From 2001 to 2005 -- the last year data was available -- there was virtually no statistical change in income inequality, based on a statistical test by the Census Bureau, requested and released by Congress's Joint Economic Committee.
The data came out amid calls by the new chairman of the House Financial Services Committee, Rep. Barney Frank (D-Mass.) for the federal government to work to reduce income inequality by requiring companies to pay higher wages, provide better employee health care coverage, and empower unions.
Rep.

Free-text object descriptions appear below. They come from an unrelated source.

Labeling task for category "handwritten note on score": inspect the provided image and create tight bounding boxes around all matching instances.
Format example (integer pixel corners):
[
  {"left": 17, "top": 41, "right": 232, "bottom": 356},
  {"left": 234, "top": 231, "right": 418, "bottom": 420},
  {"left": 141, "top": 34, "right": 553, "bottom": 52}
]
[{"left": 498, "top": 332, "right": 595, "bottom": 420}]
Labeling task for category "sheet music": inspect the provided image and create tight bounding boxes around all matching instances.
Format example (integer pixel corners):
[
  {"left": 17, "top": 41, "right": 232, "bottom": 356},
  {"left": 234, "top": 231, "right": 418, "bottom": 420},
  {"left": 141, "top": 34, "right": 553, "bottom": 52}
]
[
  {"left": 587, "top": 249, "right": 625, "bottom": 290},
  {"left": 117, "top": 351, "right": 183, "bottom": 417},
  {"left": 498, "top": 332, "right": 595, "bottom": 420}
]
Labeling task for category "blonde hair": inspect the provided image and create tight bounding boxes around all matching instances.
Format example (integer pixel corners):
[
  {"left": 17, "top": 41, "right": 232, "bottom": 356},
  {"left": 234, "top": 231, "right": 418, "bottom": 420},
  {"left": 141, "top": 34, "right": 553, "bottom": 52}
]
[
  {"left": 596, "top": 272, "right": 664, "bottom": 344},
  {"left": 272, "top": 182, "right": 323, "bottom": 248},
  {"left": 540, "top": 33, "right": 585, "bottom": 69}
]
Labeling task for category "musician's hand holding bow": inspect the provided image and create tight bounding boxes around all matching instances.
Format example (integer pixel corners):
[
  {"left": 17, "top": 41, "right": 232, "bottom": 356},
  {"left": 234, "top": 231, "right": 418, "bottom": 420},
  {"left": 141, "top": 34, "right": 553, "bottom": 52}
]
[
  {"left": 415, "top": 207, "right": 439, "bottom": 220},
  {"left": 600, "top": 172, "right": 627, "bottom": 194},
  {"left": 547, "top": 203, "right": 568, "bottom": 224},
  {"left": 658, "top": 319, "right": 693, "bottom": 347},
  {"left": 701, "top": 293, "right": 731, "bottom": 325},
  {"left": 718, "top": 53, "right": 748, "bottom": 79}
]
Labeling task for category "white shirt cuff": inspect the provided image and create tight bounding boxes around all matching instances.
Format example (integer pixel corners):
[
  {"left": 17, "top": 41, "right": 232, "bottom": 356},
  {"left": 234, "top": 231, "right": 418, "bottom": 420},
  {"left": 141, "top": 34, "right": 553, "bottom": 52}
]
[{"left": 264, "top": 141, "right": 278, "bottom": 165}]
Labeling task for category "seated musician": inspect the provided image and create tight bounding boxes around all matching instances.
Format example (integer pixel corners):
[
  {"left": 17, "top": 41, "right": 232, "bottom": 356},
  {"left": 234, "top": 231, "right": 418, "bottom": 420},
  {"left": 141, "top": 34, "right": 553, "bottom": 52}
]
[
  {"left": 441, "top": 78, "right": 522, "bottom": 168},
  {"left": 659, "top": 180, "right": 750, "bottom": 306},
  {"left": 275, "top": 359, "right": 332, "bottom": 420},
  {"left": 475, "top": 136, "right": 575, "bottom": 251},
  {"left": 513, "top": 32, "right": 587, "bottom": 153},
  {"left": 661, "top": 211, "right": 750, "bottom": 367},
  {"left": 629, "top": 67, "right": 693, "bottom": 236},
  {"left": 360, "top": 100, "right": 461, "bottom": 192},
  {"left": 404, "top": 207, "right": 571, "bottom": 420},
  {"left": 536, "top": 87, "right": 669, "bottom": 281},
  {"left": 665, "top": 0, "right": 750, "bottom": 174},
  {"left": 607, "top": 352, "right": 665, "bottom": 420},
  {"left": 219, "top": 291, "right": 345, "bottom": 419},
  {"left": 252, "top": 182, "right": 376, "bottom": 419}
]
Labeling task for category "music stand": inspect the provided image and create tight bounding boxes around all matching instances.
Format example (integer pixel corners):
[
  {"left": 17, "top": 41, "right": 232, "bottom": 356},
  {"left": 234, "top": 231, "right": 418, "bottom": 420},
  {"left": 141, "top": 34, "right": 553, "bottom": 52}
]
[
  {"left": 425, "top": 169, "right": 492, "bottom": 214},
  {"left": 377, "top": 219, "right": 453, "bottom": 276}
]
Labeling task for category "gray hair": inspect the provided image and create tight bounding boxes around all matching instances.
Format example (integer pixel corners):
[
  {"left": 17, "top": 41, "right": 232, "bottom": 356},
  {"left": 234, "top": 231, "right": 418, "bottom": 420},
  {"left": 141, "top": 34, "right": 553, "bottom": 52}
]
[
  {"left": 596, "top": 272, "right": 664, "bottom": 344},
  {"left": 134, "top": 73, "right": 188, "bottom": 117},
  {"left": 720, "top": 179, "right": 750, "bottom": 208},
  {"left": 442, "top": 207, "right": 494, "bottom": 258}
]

Jim Saxton (R-N.J.), the top House Republican on the Joint Economic Committee, said Congress should review the actual evidence rather than react to common assumptions.
"A lot has been said about income inequality, but the fact is that it hasn't changed much in recent years," Saxton said Thursday. "Congress should consider this fact before acting on the assumption that income inequality is surging."
Democrats have already specifically pledged to raise the federal minimum wage.
Frank, who will be the most powerful House member in setting the country's economic policy, said his committee would hold hearings into why the top income earners are making so much more than lower earners and what the government can do about it.
Frank is also proposing what he calls the "grand bargain" that will tie trade bills, regulatory relief and other business-friendly legislation to mandates on increased wages, union empowerment and health care coverage.
"This is not to deny that income inequality exists due to a number of factors," Saxton said.
One key factor is a disparity in labor market participation. According to the report, of the bottom fifth of households 58.7 percent have no earners. Meanwhile, of the top fifth, 76.3 percent of households have two or more earners.
"There is often good reason not to work, such as retirement or disability, but obviously households without earners will lack earnings," Saxton said.
Income mobility is also very high, Saxton said, as low wage workers have moved into higher income brackets frequently since 1985.
Other factors should also be considered, Saxton said.
"Inequality in consumption is much less than inequality in income," Saxton said. "The level of consumption in the bottom fifth is nearly twice that of income - indicating that income is not necessarily the best measure of economic well being."